My Dissertation - Week 0

I'm back again, sorry for the lack of posts. I worked very hard at university and the downtime I did have I spent playing games and going out! The student life will soon be over for me, I should make the most of it right?


My new blog series - Dissertation

This series of blog posts, tagged with Dissertation will all be about my dissertation! Who'd have thought!?

Like the blog posts of my Industrial Year, this series will act as a journal for my progress. I'm aiming to publish one post a week and I've got a tight schedule that I'll probably share in the next post.


What is my project?

You may recognise this logo, it's from a Hackathon project while at IBM! For my dissertation I'll be recreating the project as a software engineer, that means it'll be built properly and not hacked together under time pressures!

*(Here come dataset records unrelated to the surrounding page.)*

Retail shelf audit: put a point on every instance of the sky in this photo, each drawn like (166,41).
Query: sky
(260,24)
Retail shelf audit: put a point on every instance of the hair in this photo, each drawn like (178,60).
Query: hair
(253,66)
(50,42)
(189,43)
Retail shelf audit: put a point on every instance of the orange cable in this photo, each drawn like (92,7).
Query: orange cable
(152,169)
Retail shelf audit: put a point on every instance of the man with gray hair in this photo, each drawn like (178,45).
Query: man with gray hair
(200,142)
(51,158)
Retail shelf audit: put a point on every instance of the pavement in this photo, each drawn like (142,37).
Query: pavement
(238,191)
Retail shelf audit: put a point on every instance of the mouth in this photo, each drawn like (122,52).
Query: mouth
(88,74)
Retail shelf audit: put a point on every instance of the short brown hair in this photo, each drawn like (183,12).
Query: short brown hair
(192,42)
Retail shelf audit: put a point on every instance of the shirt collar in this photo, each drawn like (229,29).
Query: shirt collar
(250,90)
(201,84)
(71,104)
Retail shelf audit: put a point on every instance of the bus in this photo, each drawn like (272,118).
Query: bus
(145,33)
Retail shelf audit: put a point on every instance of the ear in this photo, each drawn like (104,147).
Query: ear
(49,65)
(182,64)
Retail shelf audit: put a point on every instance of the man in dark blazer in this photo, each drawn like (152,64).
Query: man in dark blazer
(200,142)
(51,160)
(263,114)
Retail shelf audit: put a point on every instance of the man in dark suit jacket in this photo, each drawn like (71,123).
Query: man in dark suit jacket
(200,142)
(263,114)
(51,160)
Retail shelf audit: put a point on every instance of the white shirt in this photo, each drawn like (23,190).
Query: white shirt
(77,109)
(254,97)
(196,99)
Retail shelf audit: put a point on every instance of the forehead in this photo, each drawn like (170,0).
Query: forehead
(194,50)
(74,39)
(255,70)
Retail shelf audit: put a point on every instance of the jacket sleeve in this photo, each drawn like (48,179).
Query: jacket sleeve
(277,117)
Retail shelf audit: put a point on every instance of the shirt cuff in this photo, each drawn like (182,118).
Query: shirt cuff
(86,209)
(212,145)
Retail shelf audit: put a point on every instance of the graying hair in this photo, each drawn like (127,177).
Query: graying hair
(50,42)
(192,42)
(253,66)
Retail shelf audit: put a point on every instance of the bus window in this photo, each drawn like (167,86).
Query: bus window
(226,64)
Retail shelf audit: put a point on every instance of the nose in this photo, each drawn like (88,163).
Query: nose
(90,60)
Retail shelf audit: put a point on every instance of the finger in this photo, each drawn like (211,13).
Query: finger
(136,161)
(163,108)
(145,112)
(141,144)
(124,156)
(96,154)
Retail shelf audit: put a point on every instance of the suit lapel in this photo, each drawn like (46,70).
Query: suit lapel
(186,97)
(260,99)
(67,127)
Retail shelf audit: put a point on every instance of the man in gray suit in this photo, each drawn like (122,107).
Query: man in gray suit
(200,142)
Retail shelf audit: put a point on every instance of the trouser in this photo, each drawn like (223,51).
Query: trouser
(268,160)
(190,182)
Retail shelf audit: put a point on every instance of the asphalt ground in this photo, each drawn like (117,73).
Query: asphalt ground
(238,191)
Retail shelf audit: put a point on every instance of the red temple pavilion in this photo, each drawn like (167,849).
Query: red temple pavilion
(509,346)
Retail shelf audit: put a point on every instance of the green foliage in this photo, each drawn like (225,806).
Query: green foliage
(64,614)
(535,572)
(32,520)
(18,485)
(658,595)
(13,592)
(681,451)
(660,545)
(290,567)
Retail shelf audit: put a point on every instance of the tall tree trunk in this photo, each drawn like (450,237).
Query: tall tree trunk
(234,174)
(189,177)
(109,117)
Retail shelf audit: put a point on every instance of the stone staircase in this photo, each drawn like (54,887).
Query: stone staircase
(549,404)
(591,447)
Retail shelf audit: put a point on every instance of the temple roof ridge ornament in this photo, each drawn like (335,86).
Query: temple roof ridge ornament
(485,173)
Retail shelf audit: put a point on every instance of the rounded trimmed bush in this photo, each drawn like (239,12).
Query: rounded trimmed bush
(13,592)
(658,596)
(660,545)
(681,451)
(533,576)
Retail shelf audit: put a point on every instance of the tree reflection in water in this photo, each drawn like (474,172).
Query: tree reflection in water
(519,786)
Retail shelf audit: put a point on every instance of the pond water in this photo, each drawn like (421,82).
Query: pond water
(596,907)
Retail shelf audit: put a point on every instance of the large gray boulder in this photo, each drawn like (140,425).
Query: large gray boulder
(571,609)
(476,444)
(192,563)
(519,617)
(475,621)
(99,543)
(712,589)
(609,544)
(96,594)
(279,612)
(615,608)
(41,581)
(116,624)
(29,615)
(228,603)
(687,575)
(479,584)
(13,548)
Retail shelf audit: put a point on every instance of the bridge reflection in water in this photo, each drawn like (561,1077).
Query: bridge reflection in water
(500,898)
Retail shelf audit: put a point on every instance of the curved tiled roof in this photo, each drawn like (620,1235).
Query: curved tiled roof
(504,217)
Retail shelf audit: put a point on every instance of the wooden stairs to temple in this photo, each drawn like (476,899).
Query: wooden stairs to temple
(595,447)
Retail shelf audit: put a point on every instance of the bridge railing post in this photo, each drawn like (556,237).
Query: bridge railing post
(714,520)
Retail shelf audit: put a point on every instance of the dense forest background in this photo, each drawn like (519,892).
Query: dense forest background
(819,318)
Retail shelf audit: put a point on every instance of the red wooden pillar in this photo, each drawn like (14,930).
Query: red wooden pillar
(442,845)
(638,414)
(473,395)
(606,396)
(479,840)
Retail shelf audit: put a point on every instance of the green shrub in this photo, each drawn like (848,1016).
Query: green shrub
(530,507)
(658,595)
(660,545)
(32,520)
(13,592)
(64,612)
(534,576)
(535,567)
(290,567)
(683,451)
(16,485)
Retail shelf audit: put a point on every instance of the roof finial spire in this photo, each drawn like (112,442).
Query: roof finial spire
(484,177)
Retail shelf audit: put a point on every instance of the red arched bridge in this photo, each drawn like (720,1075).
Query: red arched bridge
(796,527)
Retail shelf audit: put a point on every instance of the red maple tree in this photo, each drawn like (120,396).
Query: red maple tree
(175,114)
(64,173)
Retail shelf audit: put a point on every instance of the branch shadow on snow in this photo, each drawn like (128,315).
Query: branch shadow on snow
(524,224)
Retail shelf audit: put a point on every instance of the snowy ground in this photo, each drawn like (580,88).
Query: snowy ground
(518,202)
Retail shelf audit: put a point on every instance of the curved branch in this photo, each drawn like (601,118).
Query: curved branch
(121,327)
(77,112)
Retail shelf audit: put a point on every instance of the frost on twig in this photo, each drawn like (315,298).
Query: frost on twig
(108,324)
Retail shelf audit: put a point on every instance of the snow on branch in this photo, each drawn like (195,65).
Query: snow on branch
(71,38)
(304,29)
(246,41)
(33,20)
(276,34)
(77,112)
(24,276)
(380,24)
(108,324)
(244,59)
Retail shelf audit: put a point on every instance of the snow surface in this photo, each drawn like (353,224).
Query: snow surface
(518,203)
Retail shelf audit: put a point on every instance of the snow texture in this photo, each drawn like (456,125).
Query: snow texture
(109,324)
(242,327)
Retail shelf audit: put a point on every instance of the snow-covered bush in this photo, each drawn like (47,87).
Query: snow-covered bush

As a brief overview, the project aims to give people an easy way to find things to do in a given location and plot a route for you to do all these things it's found; An itinerary generator!

I'll be developing the project using the eXtreme Programming (XP) for one person, this means that I'll do a little planning each week before starting work for the iteration.

Each blog post will explain the tasks set for the iteration and my progress in the tasks. So now we're onto the main part of this post.

This weeks task

This week (or according to my Gantt chart, next week) my task is to investigate server configurations, with regards to Node.js. I am planning on using Node.js as the back-end of my application for a few reasons, such as:

  • JavaScript for the fullstack, no added layers like you would have with PHP running on Apache or Nginx.
  • The application is not CPU-intensive and can do without the overhead that comes with something like Ruby on Rails.
  • NPM (Node Package Manager) is fantastic, it's like Gems for Ruby but they're installed locally not globally.
  • Asynchronous requests, WebSockets make this possible for other languages but it takes a little more effort.

Why not Ruby (on Rails)?

One of the big positives about Ruby is that you can run database migrations with little effort. However this is pointless because my project is not going to use a database yet and even if it did, it would be trivial. Nothing that would require me to use migrations more than a few times for non-complex schemas.

A double-edged sword is that the Ruby on Rails framework is opinionated. This is great when you want to follow the grain of the framework, this is why Ruby on Rails is used for large teams or projects that can be handed off. It's easy to understand from a newcomers perspective. What if you want to do something unusual? You'll likely spend a lot of time fighting the Rails framework and figuring out how it would like you to implement the solution rather than actually doing it!

Performance-wise Ruby on Rails is slower than Node.js by no small margin, especially for a back-end as succinct as what I'm planning. Adding the Rails framework to my back-end will only encumber it.

Why not PHP?

The biggest issue I have with using PHP for this project is the fact that a PHP application is instantiated every time a connection it made. It is also slower than Node, like Ruby on Rails (Node is really fast). Node.js has better separation of concern than PHP, I'm sure we're all guilty of embedding PHP in our HTML and telling ourselves that it's okay.

Why use Node.js?

Node.js breaks tradition for many web-serving techniques, usually a new connection spawns a new thread which in turn boots-up the application. Node.js operates on a single thread, using non-blocking I/O calls to optimise the throughput and scalability. This means that it can support many more concurrent connections than the traditional technique, where each thread takes up a little more RAM on the server and will eventually max-out the available resources.

Image source - Toptal blog

Node.js can theoretically handle over a million concurrent connections, which is a lot of users, right?

The real worry with the single-thread approach is that heavy computation on the server-side can block the thread, with my application that isn't a worry. It's computationally inexpensive and is more focused on being able to have lots of users at any given time.

A big issue with Node.js is the fact that an uncaught error will stop the application dead in it's tracks. Uncaught errors cause the application to terminate. This can be solved by using an npm module like Forever, which would restart the application whenever it stopped running.

Node.js offers speed and a nonblocking I/O API. Node.js was created because concurrency is difficult in many server-side programming languages, and often leads to poor performance. Node.js provides an event-driven architecture and a nonblocking I/O API that optimizes an application's throughput and scalability. Developers write simple code and Node.js takes over. Node.js uses an event loop, instead of processes or threads, to scale. Callbacks are defined, and the server automatically enters the event loop at the end of the callback definition. Node.js exits the event loop when there are no further callbacks to be performed.